God. Of course he was—haunt of the rich and famous. Seedy. Impossible to get into unless you were of course, us. It was a garish place and exactly where I should have expected Caleb to end up. He was probably surrounded by page three models and members of the royal family right now.
“Ohhh, that does sound fun! I guess I’ll maybe see you there.”
———
There was another call to make before I went back to Harper, and thankfully the time difference stateside meant Ruchi was still up to take my call.
“Nadine! Congratulations on the win.”
“Thank you. So look, I’m about to go do something reckless and hedonistic.”
“And I get a heads-up this time rather than reading all about it in the morning paper?”
“See, I’m learning how this publicist thing works.”
“Courteous of you. So which strings do you need me to pull?”
I took a breath. “Any chance you can get the hotel to wipe their CCTV for the next hour or so? I’m trying to be discreet, I really am, and I think I can pull this off.”
“Is this something I need to talk you out of doing altogether?”
“No, I’m just having fun!”
I racked my brain for something that might work and added. “And I don’t need a record of all of them coming to the hotel.”
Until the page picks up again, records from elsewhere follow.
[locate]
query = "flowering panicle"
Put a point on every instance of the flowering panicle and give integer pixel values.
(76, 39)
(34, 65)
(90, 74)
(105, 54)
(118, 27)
If there was one thing Ruchi would never do it was tell me who I could and couldn’t sleep with. But she had to assume a threesome or, god forbid, a full-on orgy would cement us back in party-girl Nadine space when we were trying to move back to respectful actor.
A shame I’d do even worse than that press-wise by the end of the evening.
Ruchi sighed. “I’ll find out who to bribe.”
“Thank you!”
“Yeah, yeah. Have a good night. And for god’s sake, use protection.”
———
I went back to my room to grab my dress before returning to 311 to put on a dead man’s clothes, pausing only to slide that eternally present necklace into a pocket. If I had ever needed luck, it was now.
“How many outfit changes does your plan entail?” Harper asked, taking the dress between her thumb and forefinger and rubbing the beads between them.
“A good story needs a good costume designer, you know that.”
“Navy always flattered you,” she said, letting the fabric fall back to the now-clean bed.
It was not really a suitable response, but then, the image that filled my mind was hardly suitable either: Harper in that beaded dress, the gentle curve of it across her chest, her hair, I imagined, would be swept to one side in a thick coiling curl or the sort of elaborate braid that took hours.
I pictured her walking, the way the lights would glint off the edges of her, and that turquoise necklace, polished and shining in the groove where her collarbones met.
I wanted to see it, wanted to pour her into my clothes, would have let her slip on my very skin just to see how it fit.
But I couldn’t say that, so instead I said: “Let’s go bury your husband.”